Les ménages ivoiriens constituent-ils une force suffisante pour une agriculture sans pesticide ?
La demande croissante de légumes liée à l’accélération de l’urbanisation en Afrique a contribué au développement du maraîchage. Ce développement s’est cependant accompagné d’un usage intempestif de pesticides non contrôlés, malgré une réglementation nationale existante. Les politiques publiques, ciblant les producteurs se sont avérés peu efficaces. Dans un article paru dans la revue Économie rurale, une équipe de recherche internationale — impliquant Martine Audibert, directrice de recherche CNRS émérite au Centre d'études et de recherches sur le développement international (CERDI, UMR6587, CNRS / Université Clermont Auvergne) — examine la pression potentielle que pourraient exercer les consommateurs sur les producteurs en identifiant les attributs des légumes qui déterminent leur choix.

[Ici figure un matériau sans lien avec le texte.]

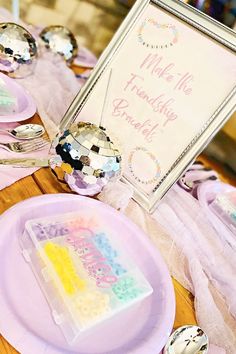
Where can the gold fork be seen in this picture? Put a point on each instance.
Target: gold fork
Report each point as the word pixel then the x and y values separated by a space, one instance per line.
pixel 25 146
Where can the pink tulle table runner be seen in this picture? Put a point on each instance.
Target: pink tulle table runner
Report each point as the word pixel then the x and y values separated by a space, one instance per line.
pixel 53 86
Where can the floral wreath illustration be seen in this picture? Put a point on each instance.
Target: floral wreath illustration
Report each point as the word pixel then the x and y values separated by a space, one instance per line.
pixel 149 21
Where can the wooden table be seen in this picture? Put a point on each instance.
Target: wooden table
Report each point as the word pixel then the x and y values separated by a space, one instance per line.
pixel 42 182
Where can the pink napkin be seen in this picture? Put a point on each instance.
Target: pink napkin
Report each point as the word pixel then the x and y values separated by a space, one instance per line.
pixel 216 350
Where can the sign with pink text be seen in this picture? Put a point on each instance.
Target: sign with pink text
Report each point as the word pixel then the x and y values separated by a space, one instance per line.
pixel 164 91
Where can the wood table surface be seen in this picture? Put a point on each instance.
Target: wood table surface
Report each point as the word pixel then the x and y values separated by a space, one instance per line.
pixel 44 182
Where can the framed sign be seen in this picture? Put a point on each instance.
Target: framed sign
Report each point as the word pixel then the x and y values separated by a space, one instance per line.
pixel 172 88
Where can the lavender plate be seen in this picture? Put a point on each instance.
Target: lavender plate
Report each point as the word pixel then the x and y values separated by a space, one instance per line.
pixel 25 319
pixel 25 107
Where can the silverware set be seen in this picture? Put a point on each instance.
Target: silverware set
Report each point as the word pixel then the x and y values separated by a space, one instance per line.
pixel 29 136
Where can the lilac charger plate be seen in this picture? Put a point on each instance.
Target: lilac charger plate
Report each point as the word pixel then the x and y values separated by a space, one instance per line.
pixel 25 319
pixel 26 105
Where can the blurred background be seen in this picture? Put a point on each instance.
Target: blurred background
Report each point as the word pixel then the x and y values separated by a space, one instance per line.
pixel 94 22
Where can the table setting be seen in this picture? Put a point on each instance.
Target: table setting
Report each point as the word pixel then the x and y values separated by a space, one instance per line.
pixel 87 268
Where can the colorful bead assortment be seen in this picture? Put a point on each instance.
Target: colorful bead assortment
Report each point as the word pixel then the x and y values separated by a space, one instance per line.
pixel 150 156
pixel 169 27
pixel 126 289
pixel 91 276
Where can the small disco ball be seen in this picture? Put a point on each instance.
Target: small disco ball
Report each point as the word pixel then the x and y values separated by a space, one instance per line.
pixel 87 157
pixel 60 40
pixel 18 50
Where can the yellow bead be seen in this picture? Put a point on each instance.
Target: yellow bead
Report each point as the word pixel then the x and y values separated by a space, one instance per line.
pixel 64 267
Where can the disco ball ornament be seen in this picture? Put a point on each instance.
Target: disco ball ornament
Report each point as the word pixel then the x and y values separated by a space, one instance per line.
pixel 18 50
pixel 87 157
pixel 60 40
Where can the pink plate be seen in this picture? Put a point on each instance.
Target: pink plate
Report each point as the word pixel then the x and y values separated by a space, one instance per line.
pixel 25 319
pixel 26 105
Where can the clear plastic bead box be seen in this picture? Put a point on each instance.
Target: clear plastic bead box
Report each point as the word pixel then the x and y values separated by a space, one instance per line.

Face à une demande croissante de légumes frais des citadins, le maraîchage urbain et péri-urbain s’est fortement développé en Afrique. Pour répondre à cette demande, les maraîchers, contraints par la petitesse des superficies dont ils disposent, ont intensifié leur mode de production en utilisant des engrais et produits phytosanitaires pour augmenter les rendements et produire de « beaux légumes » en luttant contre les parasites, ravageurs et autres organismes nuisibles au développement des cultures. Malgré une législation florissante, tant nationale qu’inter-États, régulant la vente de ces produits via la diffusion d’une liste des produits homologués et non homologués, l’utilisation de ces produits par les maraîchers se fait de façon non contrôlée, souvent irrationnelle et dangereuse, tant pour la santé des maraîchers que des consommateurs. En Côte d’Ivoire, les actions menées par l’État pour tenter de réguler le marché des pesticides ciblent essentiellement les producteurs et s’avèrent peu efficaces.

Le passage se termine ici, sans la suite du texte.